Luke and colleagues constructed an evolutionary agent-based model. To succeed in this model, agents had to acquire and exploit knowledge of the environment, modelled as a multi-armed bandit (slot machine), in order to maximise their payoffs. Entrants to the tournament had to devise a strategy, specifying how agents would divide their time between learning for themselves, learning by copying others, or exploiting knowledge they had previously learned. Effective strategies would collect more payoff, and leave more copies of themselves in subsequent generations.

Luke coded the simulation model in the commercial software MATLAB and then ported it to the open-source Octave software which was made available on a number of NGS clusters. The tournament attracted over 100 entries, so running it meant they had to run over 100,000 individual simulations. This took just over 60,000 CPU hours to complete.
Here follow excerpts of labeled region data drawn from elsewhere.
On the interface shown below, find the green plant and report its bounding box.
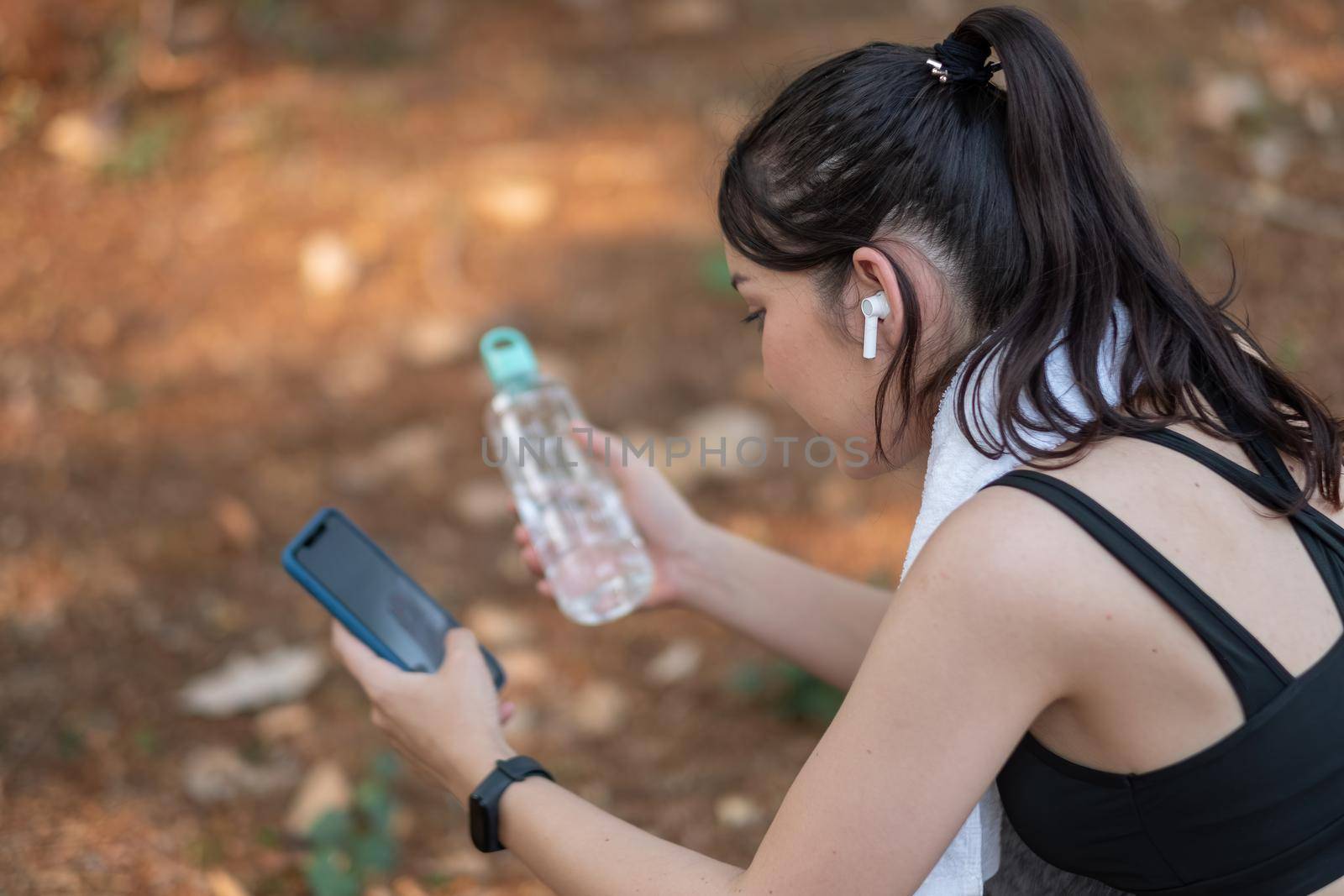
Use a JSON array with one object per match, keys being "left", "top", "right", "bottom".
[
  {"left": 304, "top": 752, "right": 398, "bottom": 896},
  {"left": 726, "top": 659, "right": 844, "bottom": 723},
  {"left": 103, "top": 116, "right": 181, "bottom": 180}
]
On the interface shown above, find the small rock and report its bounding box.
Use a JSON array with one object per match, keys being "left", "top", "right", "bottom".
[
  {"left": 571, "top": 681, "right": 627, "bottom": 736},
  {"left": 206, "top": 867, "right": 247, "bottom": 896},
  {"left": 643, "top": 638, "right": 701, "bottom": 685},
  {"left": 285, "top": 760, "right": 351, "bottom": 837},
  {"left": 1194, "top": 72, "right": 1265, "bottom": 133},
  {"left": 298, "top": 230, "right": 359, "bottom": 297},
  {"left": 323, "top": 349, "right": 391, "bottom": 399},
  {"left": 336, "top": 423, "right": 445, "bottom": 491},
  {"left": 183, "top": 746, "right": 298, "bottom": 804},
  {"left": 177, "top": 647, "right": 327, "bottom": 716},
  {"left": 714, "top": 794, "right": 764, "bottom": 827},
  {"left": 1246, "top": 134, "right": 1293, "bottom": 180},
  {"left": 462, "top": 603, "right": 533, "bottom": 649},
  {"left": 472, "top": 177, "right": 556, "bottom": 230},
  {"left": 649, "top": 0, "right": 732, "bottom": 36},
  {"left": 497, "top": 548, "right": 533, "bottom": 585},
  {"left": 491, "top": 647, "right": 551, "bottom": 688},
  {"left": 402, "top": 317, "right": 475, "bottom": 367},
  {"left": 257, "top": 703, "right": 318, "bottom": 743},
  {"left": 1302, "top": 92, "right": 1336, "bottom": 134},
  {"left": 677, "top": 403, "right": 774, "bottom": 479},
  {"left": 60, "top": 371, "right": 108, "bottom": 414},
  {"left": 215, "top": 495, "right": 260, "bottom": 551},
  {"left": 453, "top": 475, "right": 513, "bottom": 529},
  {"left": 42, "top": 110, "right": 117, "bottom": 168}
]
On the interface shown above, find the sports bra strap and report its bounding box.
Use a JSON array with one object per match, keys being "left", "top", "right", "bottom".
[
  {"left": 1125, "top": 428, "right": 1344, "bottom": 619},
  {"left": 981, "top": 469, "right": 1293, "bottom": 719}
]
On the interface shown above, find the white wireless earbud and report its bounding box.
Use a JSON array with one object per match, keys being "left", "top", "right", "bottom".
[{"left": 858, "top": 291, "right": 891, "bottom": 358}]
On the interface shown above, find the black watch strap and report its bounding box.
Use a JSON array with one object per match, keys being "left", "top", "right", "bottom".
[{"left": 468, "top": 757, "right": 555, "bottom": 853}]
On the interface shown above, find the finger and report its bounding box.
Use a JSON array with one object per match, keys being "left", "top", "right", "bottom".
[
  {"left": 519, "top": 547, "right": 546, "bottom": 576},
  {"left": 438, "top": 626, "right": 486, "bottom": 674}
]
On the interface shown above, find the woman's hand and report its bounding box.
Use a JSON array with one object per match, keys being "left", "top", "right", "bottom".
[
  {"left": 513, "top": 421, "right": 711, "bottom": 607},
  {"left": 332, "top": 621, "right": 516, "bottom": 806}
]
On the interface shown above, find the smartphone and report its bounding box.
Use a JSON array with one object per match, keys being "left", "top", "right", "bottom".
[{"left": 281, "top": 508, "right": 504, "bottom": 690}]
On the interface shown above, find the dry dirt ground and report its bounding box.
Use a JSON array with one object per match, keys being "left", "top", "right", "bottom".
[{"left": 0, "top": 0, "right": 1344, "bottom": 896}]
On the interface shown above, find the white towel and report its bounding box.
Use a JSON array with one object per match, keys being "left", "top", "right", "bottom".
[{"left": 900, "top": 301, "right": 1129, "bottom": 896}]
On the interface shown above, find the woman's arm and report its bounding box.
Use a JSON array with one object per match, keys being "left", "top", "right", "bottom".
[
  {"left": 680, "top": 524, "right": 892, "bottom": 690},
  {"left": 338, "top": 498, "right": 1082, "bottom": 896},
  {"left": 513, "top": 423, "right": 891, "bottom": 689}
]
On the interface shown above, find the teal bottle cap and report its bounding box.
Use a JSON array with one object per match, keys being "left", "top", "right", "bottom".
[{"left": 481, "top": 327, "right": 536, "bottom": 388}]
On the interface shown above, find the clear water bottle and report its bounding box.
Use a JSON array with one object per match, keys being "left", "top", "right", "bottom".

Luke had very few options available as 60,000 computer hours would have been a deal breaker if he had been restricted to in-house computing resources.  It would have meant the project could not have been completed successfully. Thus, while the advantage was that they could run many simulations in parallel, the principal advantage was more basic than that – doing it on the NGS meant it could be done at all.

Luke explained “We are incredibly grateful to the NGS for the helpful and flexible way that resources were made available to us. Without it, our research would simply not have happened. We are looking forward to working with the NGS again to run follow-up tournaments”.

Funding body - supported by the EU Framework 6 CULTAPTATION project (European Commission contract FP6–2004-NESTPATH-043434)
Associated published papers - Why Copy Others? Insights from the Social Learning Strategies Tournament. Rendell, L., Boyd, R., Cownden, D., Enquist, M., Eriksson, K., Feldman, M. W., Fogarty, L., Ghirlanda, S., Lillicrap, T. & Laland, K. N. 9-Apr-2010 In : Science. 328, 5975, p. 208-213.